KUALA LUMPUR: The government has launched a RM500 million Public Transport Fund to encourage public transport adoption while improving and enhancing transport-related infrastructure in the country.
The fund will be managed by Bank Pembangunan Malaysia Bhd.
The fund which comes with a subsidised two per cent financing, can be applied for the purchase of public transport vehicles such as taxis and buses.
It can also be utilised by operators, suppliers, manufacturers, assemblers of public transport vehicles and contractors as well as developers of public transport infrastructures.
While addressing there are ample room for improvements, Finance Minister Lim Guan Eng said the public transport modal share remains low despite heavy investments into rail and bus services.
"A lot still need to be done to achieve the government's target to increase public transport's share of journeys to 40 per cent by 2030 from 21 per cent in 2017.
"Car ownership by Malaysians is also high at 93 per cent, making it the third highest in the world," he said before launching the fund here, today.
The Public Transport Fund is one of the three separate funds totaling RM4.5 billion which the ministry has mandated the Bank Pembangunan to manage in the 2019 Budget.

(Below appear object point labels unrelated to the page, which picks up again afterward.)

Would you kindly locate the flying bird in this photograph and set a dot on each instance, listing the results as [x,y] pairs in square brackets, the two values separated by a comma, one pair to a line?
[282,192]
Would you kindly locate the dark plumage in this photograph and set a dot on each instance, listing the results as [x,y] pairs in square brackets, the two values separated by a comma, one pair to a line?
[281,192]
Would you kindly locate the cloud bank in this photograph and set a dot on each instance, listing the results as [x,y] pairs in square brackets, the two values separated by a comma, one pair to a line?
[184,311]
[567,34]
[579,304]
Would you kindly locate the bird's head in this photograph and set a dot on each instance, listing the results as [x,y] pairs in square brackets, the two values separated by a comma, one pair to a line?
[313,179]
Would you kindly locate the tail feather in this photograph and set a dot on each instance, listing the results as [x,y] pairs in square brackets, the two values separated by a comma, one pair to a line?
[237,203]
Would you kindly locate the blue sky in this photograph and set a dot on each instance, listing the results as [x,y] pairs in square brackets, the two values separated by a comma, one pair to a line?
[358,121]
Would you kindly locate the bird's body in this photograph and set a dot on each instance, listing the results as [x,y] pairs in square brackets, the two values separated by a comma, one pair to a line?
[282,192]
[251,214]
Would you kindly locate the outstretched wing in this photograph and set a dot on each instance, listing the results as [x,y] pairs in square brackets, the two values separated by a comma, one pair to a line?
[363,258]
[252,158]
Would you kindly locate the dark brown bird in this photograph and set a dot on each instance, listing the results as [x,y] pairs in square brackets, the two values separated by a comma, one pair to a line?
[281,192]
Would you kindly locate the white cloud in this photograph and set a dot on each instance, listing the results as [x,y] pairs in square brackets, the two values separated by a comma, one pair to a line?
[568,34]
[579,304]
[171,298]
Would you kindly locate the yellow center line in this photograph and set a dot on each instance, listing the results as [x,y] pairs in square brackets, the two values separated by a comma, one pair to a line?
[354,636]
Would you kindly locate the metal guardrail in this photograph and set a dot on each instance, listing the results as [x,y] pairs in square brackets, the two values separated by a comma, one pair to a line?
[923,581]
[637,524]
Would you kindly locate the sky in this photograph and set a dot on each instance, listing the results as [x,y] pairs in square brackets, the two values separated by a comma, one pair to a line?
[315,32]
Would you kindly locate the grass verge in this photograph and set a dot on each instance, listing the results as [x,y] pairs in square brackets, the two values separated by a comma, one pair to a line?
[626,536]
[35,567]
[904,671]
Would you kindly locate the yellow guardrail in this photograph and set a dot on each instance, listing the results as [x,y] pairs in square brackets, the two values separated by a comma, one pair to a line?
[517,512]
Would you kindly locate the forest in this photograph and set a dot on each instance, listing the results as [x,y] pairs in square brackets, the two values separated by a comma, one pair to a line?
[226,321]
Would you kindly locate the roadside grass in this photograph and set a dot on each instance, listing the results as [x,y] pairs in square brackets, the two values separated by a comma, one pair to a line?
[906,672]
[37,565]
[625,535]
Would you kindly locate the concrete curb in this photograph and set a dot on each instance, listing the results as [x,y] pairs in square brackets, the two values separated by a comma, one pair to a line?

Bank Pembangunan chairman Datuk Zaiton Mohd Hassan said it is timely to fully utilise the country's public transportation system and remove the stigma that public transportation is for 'people who could not afford their own cars'.
"Most of the rail services nowadays are very much concentrated in the Klang Valley and this should be expanded to other states such as Penang and Johor.
"Public transportation will shorten travel time, reduced road accidents, lesser expenditure of fuel and toll as well as job opportunities for the urban and rural people, which would also boost income," she said.
In Malaysia, transportation is the second highest energy consumer after electric power generation.
Of this, road transportation accounts the vast majority or 85 per cent of transportation emissions, with 59 per cent of it attributed to cars.